While South Africa and Ramaphosa have been in the front rank of countries calling out what they term “Israel’s genocide” in Gaza, the eerie silence and inattention to a catastrophe on an unfathomably larger scale, much closer to home, in our direct sphere of influence presents a stunning contrast.
And perhaps on par with the implications spilling out of Gaza, the Sudan crisis is not confined to its own borders, horrifying as the scenes there or carnage and displacement might be. Sudan, in the words of The Economist, is a “chaos machine”. Its war sucks in malign forces from the surrounding region then spews out instability which, unless the conflict is checked, will only get worse.
Consequences of Sudan’s collapse for the region
Empathy with the deep suffering of the benighted Sudanese is one reason for Ubuntu there. But in geostrategic and African terms, the arc is much wider.
As the same report notes, “the collapse of Sudan – at the intersection of Africa and the Middle East, with seven fragile neighbours and some 800km of coast on the turbulent Red Sea, has alarming geopolitical consequences too”.
A great deal of South Africa’s policy on Africa is subcontracted to various organs of the Africa Union and its regional bodies, on which entity this country expends much time and treasure.
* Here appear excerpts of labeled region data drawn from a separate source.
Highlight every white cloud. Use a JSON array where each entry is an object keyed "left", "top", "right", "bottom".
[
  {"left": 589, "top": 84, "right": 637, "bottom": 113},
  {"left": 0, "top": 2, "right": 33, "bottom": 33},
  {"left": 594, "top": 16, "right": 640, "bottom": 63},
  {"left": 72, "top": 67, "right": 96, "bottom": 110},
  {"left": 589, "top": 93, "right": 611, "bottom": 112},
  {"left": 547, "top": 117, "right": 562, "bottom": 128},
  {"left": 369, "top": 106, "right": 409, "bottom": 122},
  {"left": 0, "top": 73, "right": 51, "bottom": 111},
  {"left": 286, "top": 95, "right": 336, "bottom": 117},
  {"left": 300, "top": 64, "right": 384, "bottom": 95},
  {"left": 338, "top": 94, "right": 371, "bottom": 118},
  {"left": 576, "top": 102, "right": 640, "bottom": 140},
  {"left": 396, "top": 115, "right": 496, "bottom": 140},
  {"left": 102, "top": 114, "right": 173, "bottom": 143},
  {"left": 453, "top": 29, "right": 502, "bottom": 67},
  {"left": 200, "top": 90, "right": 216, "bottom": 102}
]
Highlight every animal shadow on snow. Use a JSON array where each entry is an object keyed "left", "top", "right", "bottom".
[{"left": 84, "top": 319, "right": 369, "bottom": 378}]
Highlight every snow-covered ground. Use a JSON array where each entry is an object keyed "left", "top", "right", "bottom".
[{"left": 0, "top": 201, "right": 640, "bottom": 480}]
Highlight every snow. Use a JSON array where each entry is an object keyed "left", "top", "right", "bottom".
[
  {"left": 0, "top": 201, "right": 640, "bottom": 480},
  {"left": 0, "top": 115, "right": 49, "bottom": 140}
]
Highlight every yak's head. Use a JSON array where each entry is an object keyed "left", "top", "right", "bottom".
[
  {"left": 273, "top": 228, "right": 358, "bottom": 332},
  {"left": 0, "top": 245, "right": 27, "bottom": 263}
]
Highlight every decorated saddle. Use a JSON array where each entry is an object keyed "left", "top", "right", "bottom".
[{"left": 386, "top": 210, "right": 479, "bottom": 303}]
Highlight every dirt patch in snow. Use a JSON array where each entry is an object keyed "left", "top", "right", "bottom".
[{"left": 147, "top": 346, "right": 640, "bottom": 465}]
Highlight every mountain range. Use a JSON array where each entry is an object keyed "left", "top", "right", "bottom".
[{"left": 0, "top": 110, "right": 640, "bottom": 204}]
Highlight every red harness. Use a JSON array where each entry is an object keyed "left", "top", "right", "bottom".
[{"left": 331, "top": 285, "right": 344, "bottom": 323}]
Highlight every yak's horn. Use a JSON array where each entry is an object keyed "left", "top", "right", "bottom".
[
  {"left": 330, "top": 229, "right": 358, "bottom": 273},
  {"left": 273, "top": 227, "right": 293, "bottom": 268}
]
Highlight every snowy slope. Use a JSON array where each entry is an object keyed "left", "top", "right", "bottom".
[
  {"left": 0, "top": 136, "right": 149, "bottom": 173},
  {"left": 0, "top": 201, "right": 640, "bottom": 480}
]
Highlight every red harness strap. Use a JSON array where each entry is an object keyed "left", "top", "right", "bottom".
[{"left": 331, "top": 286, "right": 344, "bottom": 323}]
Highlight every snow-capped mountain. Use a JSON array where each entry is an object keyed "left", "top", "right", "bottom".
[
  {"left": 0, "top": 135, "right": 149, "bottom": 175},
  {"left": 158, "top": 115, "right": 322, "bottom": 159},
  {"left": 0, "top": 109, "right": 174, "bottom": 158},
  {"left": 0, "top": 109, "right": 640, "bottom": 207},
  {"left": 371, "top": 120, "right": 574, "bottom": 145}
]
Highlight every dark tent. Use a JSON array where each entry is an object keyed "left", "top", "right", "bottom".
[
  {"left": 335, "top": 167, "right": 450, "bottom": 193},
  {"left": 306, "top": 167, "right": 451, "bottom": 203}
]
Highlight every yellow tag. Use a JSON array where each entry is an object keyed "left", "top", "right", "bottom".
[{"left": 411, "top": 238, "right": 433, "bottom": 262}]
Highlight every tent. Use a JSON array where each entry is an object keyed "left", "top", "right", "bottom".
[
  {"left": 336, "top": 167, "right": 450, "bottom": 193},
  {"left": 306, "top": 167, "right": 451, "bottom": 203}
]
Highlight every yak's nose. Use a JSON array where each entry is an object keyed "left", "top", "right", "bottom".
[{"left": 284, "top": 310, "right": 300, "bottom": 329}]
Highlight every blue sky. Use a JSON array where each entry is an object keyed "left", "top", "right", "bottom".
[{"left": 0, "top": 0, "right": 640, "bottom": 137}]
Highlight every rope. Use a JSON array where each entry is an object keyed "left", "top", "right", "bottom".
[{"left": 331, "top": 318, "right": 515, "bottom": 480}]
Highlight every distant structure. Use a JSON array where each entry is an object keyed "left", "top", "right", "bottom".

In this regard, Kenyan academic Ken Opalo offered a recent and damning indictment: “The failures of these institutions are on African political leaders and diplomats – arguably the most complacent elites in the world.”
It’s time, perhaps, to end the complacency, stir some action and help bring peace and justice to our own region. Only then will the foundational claim of “a better Africa and a better world” begin to chime with some credibility. Not whatabout, but a case of “must-do”.